# Five years no problems



## Goldwing (Nov 5, 2014)

I just received a letter from the Wisconsin Department of Justice. I did a little double take when I read who sent it.
It turns out that I have had my CCW for nearly five years and they want $22 for the next five. I'll gladly send it!

I have not yet had the urge to reach for it (my gun) for any reason. There have been a great many times that I was much more comfortable for having it with me. If I ever printed or did an intermittent peek-a-boo no one ever mentioned it to me.

At $4.40 per year it is a bargain.


----------



## Steve M1911A1 (Feb 6, 2008)

Ours were $32.00 per year, each (last time we re'ed-up).

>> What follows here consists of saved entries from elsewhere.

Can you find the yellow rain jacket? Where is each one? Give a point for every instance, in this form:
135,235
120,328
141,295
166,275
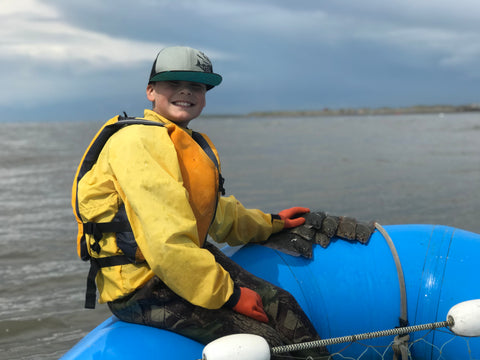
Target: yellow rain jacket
170,190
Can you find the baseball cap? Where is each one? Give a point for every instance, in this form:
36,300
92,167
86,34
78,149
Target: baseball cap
183,63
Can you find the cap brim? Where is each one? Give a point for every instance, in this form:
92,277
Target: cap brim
210,79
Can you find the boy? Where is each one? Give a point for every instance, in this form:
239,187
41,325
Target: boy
161,182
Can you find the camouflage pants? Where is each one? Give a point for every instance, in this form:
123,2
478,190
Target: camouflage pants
158,306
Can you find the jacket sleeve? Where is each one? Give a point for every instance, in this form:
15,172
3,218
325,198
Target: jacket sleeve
237,225
149,180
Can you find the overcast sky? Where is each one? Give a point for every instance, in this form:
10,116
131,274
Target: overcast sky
68,60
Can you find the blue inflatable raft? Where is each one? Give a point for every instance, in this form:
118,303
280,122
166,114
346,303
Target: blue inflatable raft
345,289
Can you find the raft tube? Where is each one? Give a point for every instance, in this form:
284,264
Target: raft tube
345,289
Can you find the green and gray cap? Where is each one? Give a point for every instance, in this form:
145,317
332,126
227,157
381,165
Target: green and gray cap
183,63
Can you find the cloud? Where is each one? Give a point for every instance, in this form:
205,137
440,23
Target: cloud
36,32
271,53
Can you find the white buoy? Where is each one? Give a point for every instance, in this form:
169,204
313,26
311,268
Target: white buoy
466,318
237,347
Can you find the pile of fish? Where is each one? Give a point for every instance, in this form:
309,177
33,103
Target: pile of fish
319,228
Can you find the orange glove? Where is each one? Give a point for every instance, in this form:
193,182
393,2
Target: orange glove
250,304
291,216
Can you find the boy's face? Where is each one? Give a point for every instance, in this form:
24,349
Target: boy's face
178,101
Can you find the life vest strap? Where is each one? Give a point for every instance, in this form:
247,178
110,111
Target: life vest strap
98,229
95,265
208,150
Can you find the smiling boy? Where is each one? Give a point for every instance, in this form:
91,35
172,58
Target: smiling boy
146,205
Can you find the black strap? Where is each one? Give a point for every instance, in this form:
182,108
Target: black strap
208,150
98,229
95,265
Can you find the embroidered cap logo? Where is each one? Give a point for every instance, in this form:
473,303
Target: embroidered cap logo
203,63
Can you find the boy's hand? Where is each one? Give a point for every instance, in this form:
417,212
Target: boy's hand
250,304
292,217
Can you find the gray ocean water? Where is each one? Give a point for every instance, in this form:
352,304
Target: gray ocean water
394,169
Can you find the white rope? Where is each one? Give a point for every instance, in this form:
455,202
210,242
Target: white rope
358,337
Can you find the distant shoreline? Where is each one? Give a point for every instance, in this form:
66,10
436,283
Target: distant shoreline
419,109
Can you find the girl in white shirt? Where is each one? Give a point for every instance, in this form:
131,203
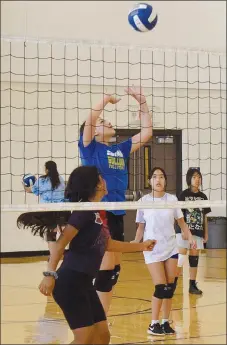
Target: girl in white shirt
162,261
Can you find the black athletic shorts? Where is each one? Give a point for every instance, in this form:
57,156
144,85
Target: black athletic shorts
76,296
116,226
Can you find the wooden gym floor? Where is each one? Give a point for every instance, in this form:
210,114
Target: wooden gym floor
27,317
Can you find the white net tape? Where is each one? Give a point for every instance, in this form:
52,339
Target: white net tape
111,206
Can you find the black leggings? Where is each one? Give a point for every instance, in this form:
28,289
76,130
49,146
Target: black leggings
76,296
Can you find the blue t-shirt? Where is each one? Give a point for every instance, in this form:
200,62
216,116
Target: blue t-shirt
111,162
88,247
43,187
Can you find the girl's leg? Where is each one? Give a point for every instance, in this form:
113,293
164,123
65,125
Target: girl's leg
157,272
193,263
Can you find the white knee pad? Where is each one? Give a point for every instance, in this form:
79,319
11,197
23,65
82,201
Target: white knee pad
181,260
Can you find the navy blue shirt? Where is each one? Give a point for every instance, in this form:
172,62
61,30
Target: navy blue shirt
111,162
88,247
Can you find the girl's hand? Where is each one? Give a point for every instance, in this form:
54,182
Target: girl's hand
47,285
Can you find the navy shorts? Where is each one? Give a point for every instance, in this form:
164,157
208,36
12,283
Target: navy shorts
174,256
76,296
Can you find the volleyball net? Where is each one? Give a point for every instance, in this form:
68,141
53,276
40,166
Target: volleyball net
49,87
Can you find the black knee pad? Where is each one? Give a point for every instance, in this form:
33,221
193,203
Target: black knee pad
193,260
160,291
117,270
104,280
164,291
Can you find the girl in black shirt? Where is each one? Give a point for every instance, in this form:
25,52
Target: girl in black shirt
88,237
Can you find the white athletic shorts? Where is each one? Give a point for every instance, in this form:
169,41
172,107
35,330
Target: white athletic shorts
185,244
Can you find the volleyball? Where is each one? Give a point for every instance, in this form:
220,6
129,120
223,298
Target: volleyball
142,17
28,180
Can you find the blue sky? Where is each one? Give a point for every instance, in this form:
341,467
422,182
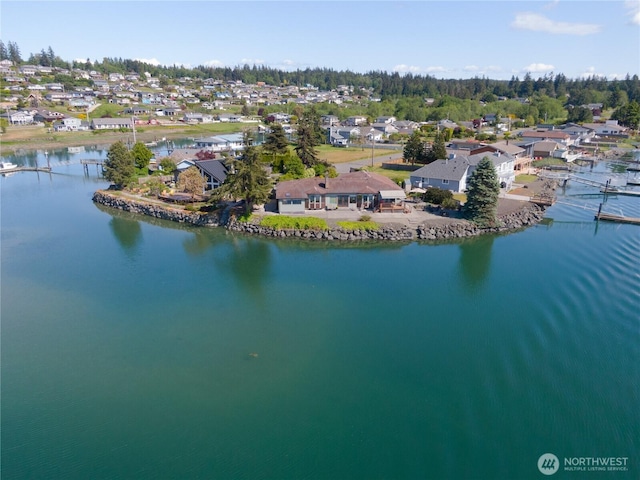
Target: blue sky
446,39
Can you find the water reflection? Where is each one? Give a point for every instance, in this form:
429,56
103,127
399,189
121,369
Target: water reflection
475,261
249,262
127,231
202,240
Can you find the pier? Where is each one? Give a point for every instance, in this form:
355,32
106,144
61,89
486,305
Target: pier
612,217
28,169
85,164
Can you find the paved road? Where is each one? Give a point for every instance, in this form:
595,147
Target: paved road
366,162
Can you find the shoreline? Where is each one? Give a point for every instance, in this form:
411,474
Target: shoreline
421,226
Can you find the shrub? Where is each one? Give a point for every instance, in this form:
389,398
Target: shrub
437,195
359,225
281,222
450,204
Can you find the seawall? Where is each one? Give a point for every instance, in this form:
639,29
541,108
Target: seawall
529,214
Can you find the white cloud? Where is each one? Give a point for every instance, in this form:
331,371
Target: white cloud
477,69
213,63
251,61
539,23
633,7
402,68
591,72
538,68
150,61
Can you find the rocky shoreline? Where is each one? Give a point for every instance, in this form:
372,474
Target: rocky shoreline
529,214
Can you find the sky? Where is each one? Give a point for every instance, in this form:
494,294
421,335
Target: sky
444,39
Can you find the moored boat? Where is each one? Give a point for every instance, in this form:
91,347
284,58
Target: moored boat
7,166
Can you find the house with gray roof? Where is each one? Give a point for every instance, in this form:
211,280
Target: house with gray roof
354,191
213,171
447,174
111,123
453,173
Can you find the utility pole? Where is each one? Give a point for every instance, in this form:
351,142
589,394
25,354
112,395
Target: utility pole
372,149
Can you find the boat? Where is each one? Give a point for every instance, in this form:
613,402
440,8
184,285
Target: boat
7,166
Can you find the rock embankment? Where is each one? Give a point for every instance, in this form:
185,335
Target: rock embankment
156,210
529,214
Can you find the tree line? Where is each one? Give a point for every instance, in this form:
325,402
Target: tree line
592,89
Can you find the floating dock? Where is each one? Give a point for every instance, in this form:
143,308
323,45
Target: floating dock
27,169
610,217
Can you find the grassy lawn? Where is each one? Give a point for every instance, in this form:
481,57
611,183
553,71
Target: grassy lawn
395,175
548,161
350,154
525,178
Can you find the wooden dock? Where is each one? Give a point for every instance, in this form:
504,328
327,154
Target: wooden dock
619,191
610,217
28,169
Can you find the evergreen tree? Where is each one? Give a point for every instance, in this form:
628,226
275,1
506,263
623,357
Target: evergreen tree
118,167
628,115
141,157
482,194
438,150
14,53
248,179
276,141
308,138
414,149
191,181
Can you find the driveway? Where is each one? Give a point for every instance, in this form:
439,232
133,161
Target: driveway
366,162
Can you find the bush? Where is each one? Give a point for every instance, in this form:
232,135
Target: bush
281,222
450,204
359,225
437,195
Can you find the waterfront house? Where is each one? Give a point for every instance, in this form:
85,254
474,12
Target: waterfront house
213,171
557,136
355,191
18,118
111,123
355,121
220,143
610,127
453,173
342,136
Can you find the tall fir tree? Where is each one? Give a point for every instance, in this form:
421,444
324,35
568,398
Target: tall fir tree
248,179
276,141
118,167
482,195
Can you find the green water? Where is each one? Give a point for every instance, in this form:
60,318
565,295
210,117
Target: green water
127,347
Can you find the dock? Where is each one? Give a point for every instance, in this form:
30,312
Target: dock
610,217
28,169
619,191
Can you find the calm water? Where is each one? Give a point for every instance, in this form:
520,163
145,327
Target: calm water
127,342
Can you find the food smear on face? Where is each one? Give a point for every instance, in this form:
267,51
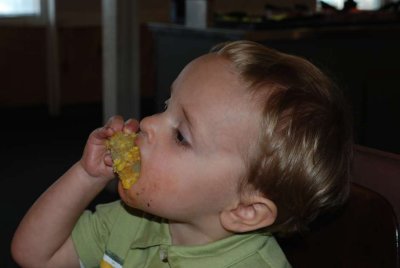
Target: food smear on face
126,157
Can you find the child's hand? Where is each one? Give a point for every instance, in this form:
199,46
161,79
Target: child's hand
96,159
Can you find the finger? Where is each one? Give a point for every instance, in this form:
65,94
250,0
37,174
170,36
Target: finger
131,126
108,160
102,134
116,123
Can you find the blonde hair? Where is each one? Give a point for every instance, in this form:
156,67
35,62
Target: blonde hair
303,157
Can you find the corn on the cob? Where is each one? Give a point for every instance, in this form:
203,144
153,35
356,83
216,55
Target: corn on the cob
126,157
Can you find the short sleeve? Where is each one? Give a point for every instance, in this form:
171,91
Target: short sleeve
92,230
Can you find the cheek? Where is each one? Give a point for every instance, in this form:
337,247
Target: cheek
151,189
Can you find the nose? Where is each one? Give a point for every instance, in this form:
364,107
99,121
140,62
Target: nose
148,127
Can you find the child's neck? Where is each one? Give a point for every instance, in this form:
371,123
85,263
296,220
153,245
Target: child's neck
185,234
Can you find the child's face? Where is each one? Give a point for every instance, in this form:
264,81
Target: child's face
193,154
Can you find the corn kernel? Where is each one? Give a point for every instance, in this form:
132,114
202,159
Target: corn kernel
126,157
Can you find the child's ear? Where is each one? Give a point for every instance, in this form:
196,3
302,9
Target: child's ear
249,215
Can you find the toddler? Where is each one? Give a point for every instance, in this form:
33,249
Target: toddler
253,142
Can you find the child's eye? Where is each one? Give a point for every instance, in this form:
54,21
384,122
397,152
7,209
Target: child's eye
180,139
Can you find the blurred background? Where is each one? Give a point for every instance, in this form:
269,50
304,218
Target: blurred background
67,65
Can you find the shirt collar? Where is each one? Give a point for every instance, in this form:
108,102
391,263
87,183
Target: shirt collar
154,231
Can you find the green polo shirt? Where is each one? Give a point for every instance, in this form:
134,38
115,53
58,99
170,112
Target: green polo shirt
114,236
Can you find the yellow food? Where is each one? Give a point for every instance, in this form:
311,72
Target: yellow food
126,157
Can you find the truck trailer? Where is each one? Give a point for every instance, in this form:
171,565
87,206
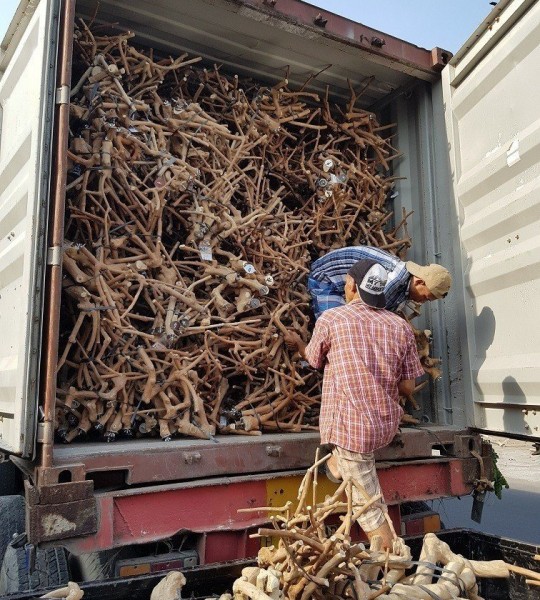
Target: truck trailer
466,125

In 21 years, I've only had to threaten to present once, and that was at our kitchen door.
But it's still a bargain.


----------



## MoMan (Dec 27, 2010)

Yea, mine down here is $60 every 5 years. Even though we are now a Constitutional Carry state, I keep CCDW as we travel quite a bit, and it takes care of my reciprocity through the states we go through.
Easy-peasy!!


----------



## Goldwing (Nov 5, 2014)

Gun free zones tend to be Goldwing free zones.


----------



## tony pasley (May 6, 2006)

I look at it like paying taxes on property, trucks, and sales tax. You may not like paying the money but not paying is even worse.


----------



## pic (Nov 14, 2009)

I haven't paid anything here in nys since 1981. 

My fla permit expires in 2020. Not sure if there's a payment due at renewal


----------